CS 152: Neural Networks - Final Project

CS 152: NEURAL NETWORKS

Evolving a Sigma-Pi Network as a Network Simulator

Justin Basilico

[ Main | Problem statement | Approach | Results | References | Code directory | Presentation ]

Sigma-pi networks seem to have properties that make them more powerful than a standard neural network models. This power is derived from the addition of the pi units, which take the product of their input, rather than just the sum. One way to look at these products is that it can allow for the input to the network to control the weight values in the network. In this sense, the network could be "programmed" by its input to act in a variety of different ways.

The purpose of this project is to make use of this "programmability" of sigma-pi networks to create a network that can act as a variety of other types of networks based on its input. In particular, the goal is a sigma-pi network that will act as a network simulator.

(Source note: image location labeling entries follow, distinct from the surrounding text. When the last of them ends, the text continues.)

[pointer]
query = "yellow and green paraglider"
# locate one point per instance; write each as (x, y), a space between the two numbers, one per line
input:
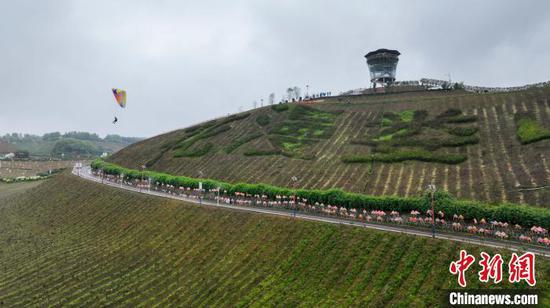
(120, 97)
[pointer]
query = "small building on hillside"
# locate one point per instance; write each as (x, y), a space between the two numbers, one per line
(382, 65)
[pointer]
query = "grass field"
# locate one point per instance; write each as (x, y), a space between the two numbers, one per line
(13, 169)
(7, 190)
(69, 241)
(498, 167)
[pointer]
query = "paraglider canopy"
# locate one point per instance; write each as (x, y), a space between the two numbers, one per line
(120, 96)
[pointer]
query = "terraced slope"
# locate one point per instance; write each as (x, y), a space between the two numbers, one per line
(497, 168)
(69, 241)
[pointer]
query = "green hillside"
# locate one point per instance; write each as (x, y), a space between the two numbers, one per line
(69, 241)
(486, 147)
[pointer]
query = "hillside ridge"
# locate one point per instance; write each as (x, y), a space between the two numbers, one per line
(466, 144)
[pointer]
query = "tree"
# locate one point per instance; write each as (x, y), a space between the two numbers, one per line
(51, 136)
(289, 93)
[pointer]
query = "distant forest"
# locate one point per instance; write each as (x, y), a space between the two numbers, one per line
(67, 145)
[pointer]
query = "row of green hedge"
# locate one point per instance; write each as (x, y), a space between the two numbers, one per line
(238, 142)
(197, 151)
(526, 216)
(529, 130)
(404, 155)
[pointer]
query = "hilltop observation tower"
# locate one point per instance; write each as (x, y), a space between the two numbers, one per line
(382, 65)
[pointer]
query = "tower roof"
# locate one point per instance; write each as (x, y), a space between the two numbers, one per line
(382, 50)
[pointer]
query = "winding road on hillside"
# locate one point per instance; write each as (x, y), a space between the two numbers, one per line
(85, 173)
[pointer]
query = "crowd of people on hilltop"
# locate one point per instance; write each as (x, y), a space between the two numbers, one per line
(414, 218)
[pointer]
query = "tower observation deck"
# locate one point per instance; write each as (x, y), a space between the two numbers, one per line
(382, 65)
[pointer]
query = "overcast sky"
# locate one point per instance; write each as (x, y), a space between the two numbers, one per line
(183, 62)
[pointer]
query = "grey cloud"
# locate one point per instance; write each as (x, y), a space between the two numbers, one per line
(187, 61)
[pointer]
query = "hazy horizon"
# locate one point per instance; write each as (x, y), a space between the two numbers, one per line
(183, 63)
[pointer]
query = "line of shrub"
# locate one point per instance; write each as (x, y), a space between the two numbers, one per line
(238, 142)
(187, 143)
(462, 131)
(528, 129)
(263, 120)
(196, 152)
(403, 155)
(516, 214)
(280, 107)
(258, 152)
(205, 130)
(462, 119)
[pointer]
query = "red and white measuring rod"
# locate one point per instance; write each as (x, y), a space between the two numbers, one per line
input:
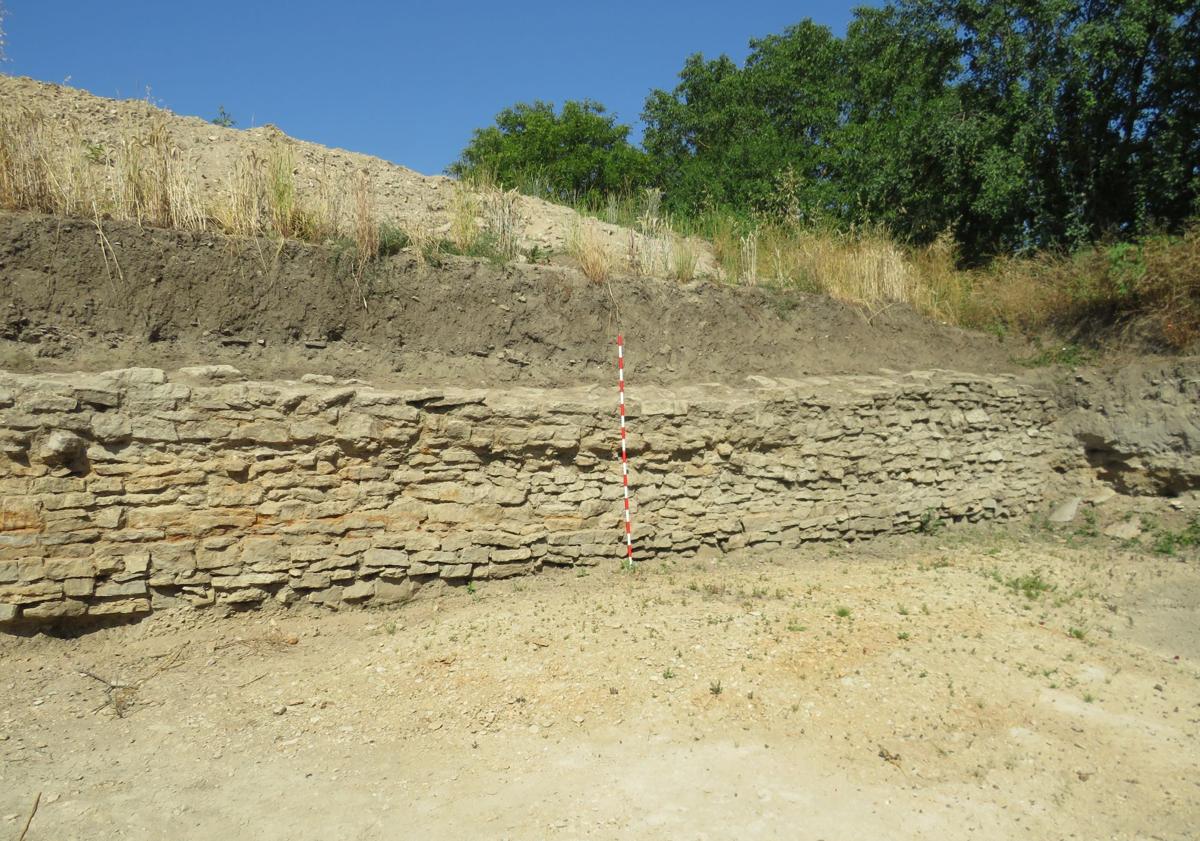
(624, 455)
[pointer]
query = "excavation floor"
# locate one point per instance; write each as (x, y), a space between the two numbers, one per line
(981, 683)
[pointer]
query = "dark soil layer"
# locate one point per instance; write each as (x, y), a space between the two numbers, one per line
(167, 299)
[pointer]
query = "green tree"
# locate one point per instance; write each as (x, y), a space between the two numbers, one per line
(565, 155)
(729, 136)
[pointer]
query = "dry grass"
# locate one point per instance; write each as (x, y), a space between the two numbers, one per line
(465, 212)
(144, 178)
(503, 221)
(684, 258)
(586, 246)
(366, 228)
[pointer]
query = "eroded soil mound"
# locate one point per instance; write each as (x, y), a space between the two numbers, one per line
(169, 299)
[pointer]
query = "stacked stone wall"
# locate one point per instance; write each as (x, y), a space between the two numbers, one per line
(131, 491)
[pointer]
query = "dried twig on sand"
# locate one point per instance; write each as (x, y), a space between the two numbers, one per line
(120, 695)
(29, 821)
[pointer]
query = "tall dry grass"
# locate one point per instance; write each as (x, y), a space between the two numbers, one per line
(583, 244)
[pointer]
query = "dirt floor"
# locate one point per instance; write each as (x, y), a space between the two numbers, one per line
(984, 682)
(171, 299)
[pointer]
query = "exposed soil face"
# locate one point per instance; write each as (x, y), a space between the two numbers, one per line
(905, 689)
(169, 299)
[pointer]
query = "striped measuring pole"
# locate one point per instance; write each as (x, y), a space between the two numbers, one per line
(624, 455)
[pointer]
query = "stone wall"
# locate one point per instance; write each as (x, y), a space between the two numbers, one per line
(131, 491)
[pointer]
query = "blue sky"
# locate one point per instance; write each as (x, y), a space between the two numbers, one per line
(403, 80)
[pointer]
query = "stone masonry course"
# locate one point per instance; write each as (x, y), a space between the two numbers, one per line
(135, 490)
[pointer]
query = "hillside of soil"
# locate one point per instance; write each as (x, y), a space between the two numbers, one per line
(87, 296)
(210, 154)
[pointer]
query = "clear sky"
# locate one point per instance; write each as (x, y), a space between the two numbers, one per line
(403, 80)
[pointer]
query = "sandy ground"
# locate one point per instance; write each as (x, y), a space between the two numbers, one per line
(905, 689)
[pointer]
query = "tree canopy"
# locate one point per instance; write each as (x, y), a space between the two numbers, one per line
(561, 154)
(1013, 124)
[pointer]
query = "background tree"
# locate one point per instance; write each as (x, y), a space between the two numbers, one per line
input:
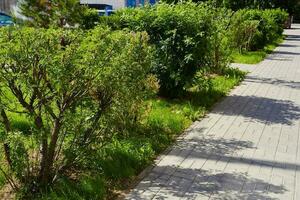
(46, 13)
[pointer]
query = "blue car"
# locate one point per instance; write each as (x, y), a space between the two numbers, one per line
(5, 20)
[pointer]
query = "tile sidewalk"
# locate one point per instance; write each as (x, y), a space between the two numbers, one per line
(247, 147)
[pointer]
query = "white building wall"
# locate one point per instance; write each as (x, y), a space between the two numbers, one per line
(115, 3)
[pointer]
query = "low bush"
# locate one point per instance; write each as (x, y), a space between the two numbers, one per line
(253, 29)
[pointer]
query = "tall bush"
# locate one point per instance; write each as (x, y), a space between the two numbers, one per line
(183, 37)
(72, 87)
(252, 29)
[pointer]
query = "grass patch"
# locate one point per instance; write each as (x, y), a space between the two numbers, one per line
(119, 162)
(126, 158)
(254, 57)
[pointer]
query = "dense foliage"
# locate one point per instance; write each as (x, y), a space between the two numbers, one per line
(75, 102)
(291, 6)
(252, 29)
(75, 89)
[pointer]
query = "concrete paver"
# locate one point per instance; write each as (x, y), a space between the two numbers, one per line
(248, 147)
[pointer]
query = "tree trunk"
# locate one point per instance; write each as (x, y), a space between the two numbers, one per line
(7, 129)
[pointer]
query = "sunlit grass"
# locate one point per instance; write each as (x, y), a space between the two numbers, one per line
(125, 157)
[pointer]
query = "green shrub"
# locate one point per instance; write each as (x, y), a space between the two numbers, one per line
(181, 36)
(73, 87)
(253, 29)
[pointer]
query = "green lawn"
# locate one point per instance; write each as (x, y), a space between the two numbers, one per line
(254, 57)
(125, 157)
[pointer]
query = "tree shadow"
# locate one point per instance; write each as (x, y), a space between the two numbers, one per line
(167, 181)
(262, 109)
(273, 81)
(192, 184)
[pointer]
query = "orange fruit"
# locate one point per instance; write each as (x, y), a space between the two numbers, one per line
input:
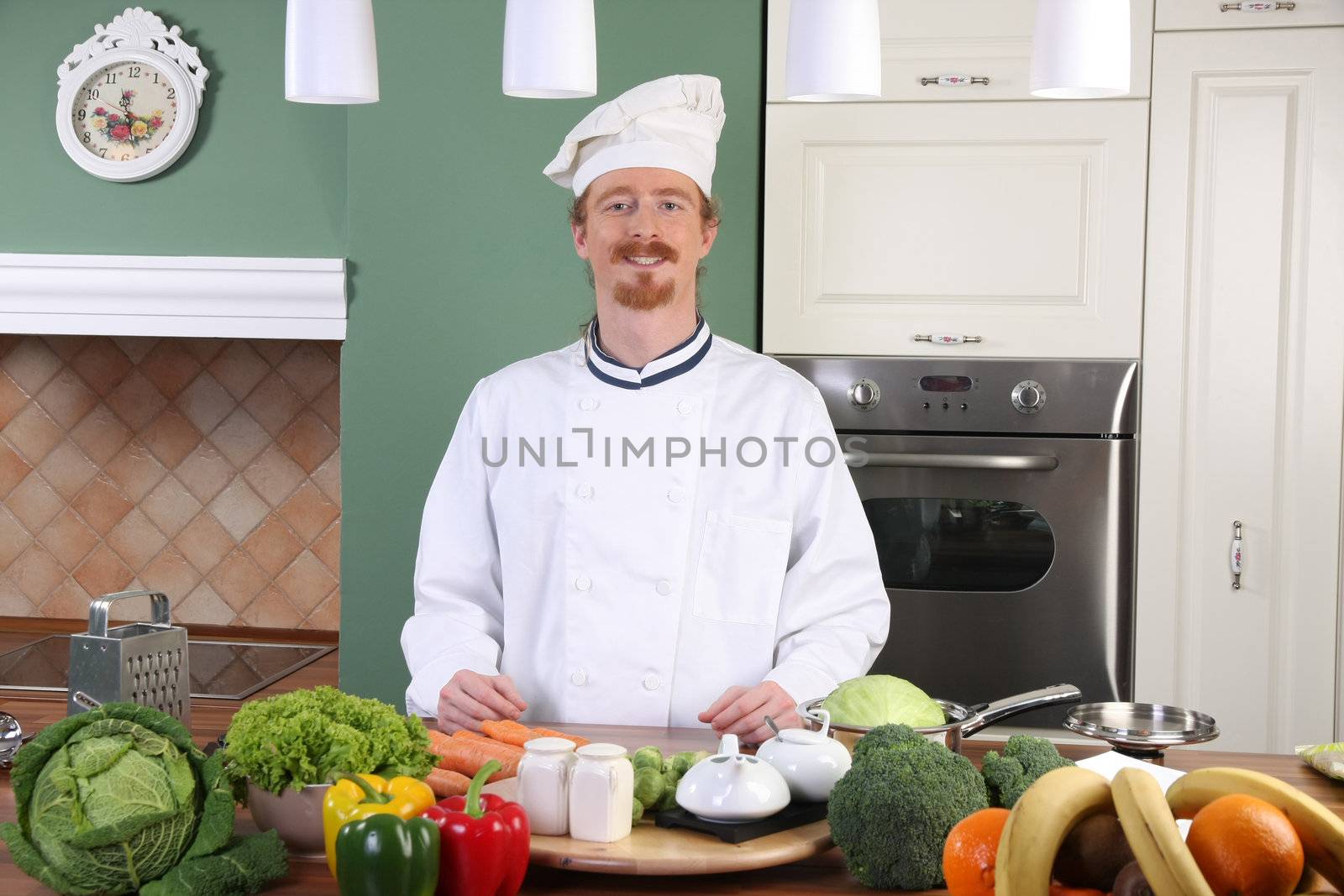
(1247, 848)
(969, 853)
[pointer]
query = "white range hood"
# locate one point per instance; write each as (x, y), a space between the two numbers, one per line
(223, 297)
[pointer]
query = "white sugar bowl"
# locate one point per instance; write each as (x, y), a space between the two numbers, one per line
(732, 786)
(810, 761)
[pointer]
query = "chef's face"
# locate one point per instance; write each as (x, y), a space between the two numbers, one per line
(644, 237)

It will take as input the input values for the network that it is simulating along with the values of the weights in the network it is simulating. The target output for this sigma-pi simulation network is to produce the output that the given input network (as specified by its weights) would produce on the given input value for that network. If such a network could be created, it could be a first step in looking at networks (such as sigma-pi networks) that can operate on other networks as input, similar to Turing Machines that use other Turing Machine codes as input. One specific operation that would be an interesting extension would be to create a network that could apply a learning rule to another network in order to improve it, such as backpropagation. Although such an exploration would be beyond the timeframe allotted for this project, being able to simulate one network using another network would be a first step towards this goal.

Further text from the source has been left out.